In order to understand the concept of Hadoop Combiner effectively, let’s consider the following use case, which identifies the number of complaints reported in each state. Below is the code snippet
package com.evoke.bigdata.mr.complaint;
import org.apache.hadoop.fs.Path;
import org.apache.hadoop.io.IntWritable;
import org.apache.hadoop.io.Text;
import org.apache.hadoop.mapred.FileInputFormat;
import org.apache.hadoop.mapred.FileOutputFormat;
import org.apache.hadoop.mapred.JobClient;
import org.apache.hadoop.mapred.JobConf;
import org.apache.hadoop.conf.Configured;
import org.apache.hadoop.util.Tool;
import org.apache.hadoop.util.ToolRunner;
public class ComplaintCombiner extends Configured implements Tool {
@Override
public int run(String[] args) throws Exception {
String input, output;
if(args.length == 2) {
input = args[0];
output = args[1];
} else {
input = “your-input-dir”;
output = “your-output-dir”;
}
JobConf conf = new JobConf(getConf(), ComplaintCombiner.class);
conf.setJobName(this.getClass().getName());
FileInputFormat.setInputPaths(conf, new Path(input));
FileOutputFormat.setOutputPath(conf, new Path(output));
conf.setMapperClass(StateMapper.class);
conf.setReducerClass(SumCombiner.class);
//conf.setCombinerClass(SumCombiner.class);
conf.setMapOutputKeyClass(Text.class);
conf.setMapOutputValueClass(IntWritable.class);
conf.setOutputKeyClass(Text.class);
conf.setOutputValueClass(IntWritable.class);
JobClient.runJob(conf);
return 0;
}
public static void main(String[] args) throws Exception {
int exitCode = ToolRunner.run(new ComplaintCombiner(), args);
System.exit(exitCode);
}
}
Below is the mapper code that can be used to retrieve complaints for each state:
package com.evoke.bigdata.mr.complaint;
import java.io.IOException;
import org.apache.hadoop.io.IntWritable;
import org.apache.hadoop.io.LongWritable;
import org.apache.hadoop.io.Text;
import org.apache.hadoop.mapred.MapReduceBase;
import org.apache.hadoop.mapred.Mapper;
import org.apache.hadoop.mapred.OutputCollector;
import org.apache.hadoop.mapred.Reporter;
public class StateMapper extends MapReduceBase implements
Mapper<LongWritable, Text, Text, IntWritable> {
@Override
public void map(LongWritable key, Text value,
OutputCollector<Text, IntWritable> output, Reporter reporter)
throws IOException {
String s = value.toString();
String[] fields = value.toString().split(“,”);
if (fields.length > 1) {
output.collect(new Text(fields[5]), new IntWritable(1));
}
}
}
And lastly, here’s the Reducer/Combiner code that provides the total number of complaints received in each state:
package com.evoke.bigdata.mr.complaint;
import java.io.IOException;
import java.util.Iterator;
import org.apache.hadoop.io.IntWritable;
import org.apache.hadoop.io.Text;
import org.apache.hadoop.mapred.OutputCollector;
import org.apache.hadoop.mapred.MapReduceBase;
import org.apache.hadoop.mapred.Reducer;
import org.apache.hadoop.mapred.Reporter;
public class SumCombiner extends MapReduceBase implements
Reducer<Text, IntWritable, Text, IntWritable> {
@Override
public void reduce(Text key, Iterator<IntWritable> values,
OutputCollector<Text, IntWritable> output, Reporter reporter)
throws IOException {
int stateCount = 0;
while (values.hasNext()) {
IntWritable value = values.next();
stateCount += value.get();
}
output.collect(key, new IntWritable(stateCount));
}
}
In like manner, if the same job is executed using Hadoop Combiner by replacing setReducerClass method with a setCombinerClass method in the job code, it will drastically reduce the number of bytes transmitted over the network. Furthermore, we can clearly observe in the Job Tracker UI that very limited data is transferred to the Reduce phase
Combiner Example
The following example provides a theoretical idea about combiners. Let us assume we have the following input text file named input.txt for MapReduce.
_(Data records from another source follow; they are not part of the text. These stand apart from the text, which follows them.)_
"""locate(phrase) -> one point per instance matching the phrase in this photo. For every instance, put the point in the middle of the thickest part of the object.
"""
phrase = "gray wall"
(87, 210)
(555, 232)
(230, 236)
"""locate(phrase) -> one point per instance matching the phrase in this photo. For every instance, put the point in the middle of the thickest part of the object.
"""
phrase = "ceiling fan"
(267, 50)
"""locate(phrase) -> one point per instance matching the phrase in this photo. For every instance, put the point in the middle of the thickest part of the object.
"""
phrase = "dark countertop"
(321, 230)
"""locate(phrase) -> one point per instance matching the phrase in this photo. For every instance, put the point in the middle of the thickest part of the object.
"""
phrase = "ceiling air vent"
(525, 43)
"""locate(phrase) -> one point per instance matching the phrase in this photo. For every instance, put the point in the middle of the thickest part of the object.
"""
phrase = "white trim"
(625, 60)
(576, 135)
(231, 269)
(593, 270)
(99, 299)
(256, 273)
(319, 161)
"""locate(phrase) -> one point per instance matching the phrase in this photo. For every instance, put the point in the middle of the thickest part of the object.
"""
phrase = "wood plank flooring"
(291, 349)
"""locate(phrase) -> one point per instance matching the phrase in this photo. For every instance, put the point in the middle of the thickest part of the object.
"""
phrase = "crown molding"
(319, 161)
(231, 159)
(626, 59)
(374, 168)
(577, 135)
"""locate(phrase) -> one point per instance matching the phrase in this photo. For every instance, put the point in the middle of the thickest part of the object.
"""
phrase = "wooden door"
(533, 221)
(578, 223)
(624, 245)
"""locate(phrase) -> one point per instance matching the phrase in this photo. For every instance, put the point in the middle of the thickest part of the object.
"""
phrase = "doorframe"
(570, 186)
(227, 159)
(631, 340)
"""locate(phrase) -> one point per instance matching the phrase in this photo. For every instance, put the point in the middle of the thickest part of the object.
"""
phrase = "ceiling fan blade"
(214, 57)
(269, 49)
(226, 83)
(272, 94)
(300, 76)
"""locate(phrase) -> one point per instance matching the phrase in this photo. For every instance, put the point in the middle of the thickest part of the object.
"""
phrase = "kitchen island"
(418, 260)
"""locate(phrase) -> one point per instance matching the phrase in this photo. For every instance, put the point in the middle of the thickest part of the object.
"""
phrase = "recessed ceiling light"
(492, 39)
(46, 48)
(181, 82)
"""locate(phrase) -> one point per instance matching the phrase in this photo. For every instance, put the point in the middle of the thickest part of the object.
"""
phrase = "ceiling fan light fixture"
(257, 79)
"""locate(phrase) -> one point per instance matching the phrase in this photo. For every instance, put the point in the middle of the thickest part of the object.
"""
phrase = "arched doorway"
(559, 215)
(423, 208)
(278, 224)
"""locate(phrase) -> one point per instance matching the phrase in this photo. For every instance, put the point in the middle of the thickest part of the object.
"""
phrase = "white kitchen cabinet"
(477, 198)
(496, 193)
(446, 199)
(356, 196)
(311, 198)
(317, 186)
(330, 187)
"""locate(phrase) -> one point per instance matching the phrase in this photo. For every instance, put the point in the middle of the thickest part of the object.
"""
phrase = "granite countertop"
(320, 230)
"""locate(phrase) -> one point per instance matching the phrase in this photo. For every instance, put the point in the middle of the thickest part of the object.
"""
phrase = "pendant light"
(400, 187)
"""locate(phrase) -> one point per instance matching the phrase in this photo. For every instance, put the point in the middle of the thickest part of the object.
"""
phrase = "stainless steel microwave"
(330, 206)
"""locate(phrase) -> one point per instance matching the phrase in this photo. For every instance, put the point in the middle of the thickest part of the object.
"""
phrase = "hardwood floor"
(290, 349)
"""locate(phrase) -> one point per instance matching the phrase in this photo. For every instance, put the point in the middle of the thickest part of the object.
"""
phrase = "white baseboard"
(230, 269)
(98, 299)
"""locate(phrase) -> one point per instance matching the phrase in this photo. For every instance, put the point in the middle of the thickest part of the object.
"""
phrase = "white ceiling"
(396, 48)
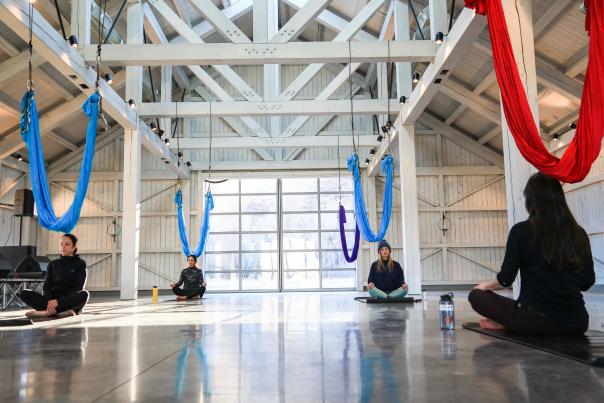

What do you mean by Object
What do you know about Java
What is Java Virtual Machine
How Java enabled High Performance
The important phases of the MapReduce program with Combiner are
Record Reader – This is the first phase of MapReduce where the Record Reader reads every line from the input text file as text and yields output as key-value pairs.
- Input − Line by line text from the input file.
- Output − Forms the key-value pairs. The following is the set of expected key-value pairs.
<1, What do you mean by Object>
<2, What do you know about Java>
<3, What is Java Virtual Machine>
<4, How Java enabled High Performance>
Map Phase – The Map phase takes input from the Record Reader, processes it, and produces the output as another set of key-value pairs.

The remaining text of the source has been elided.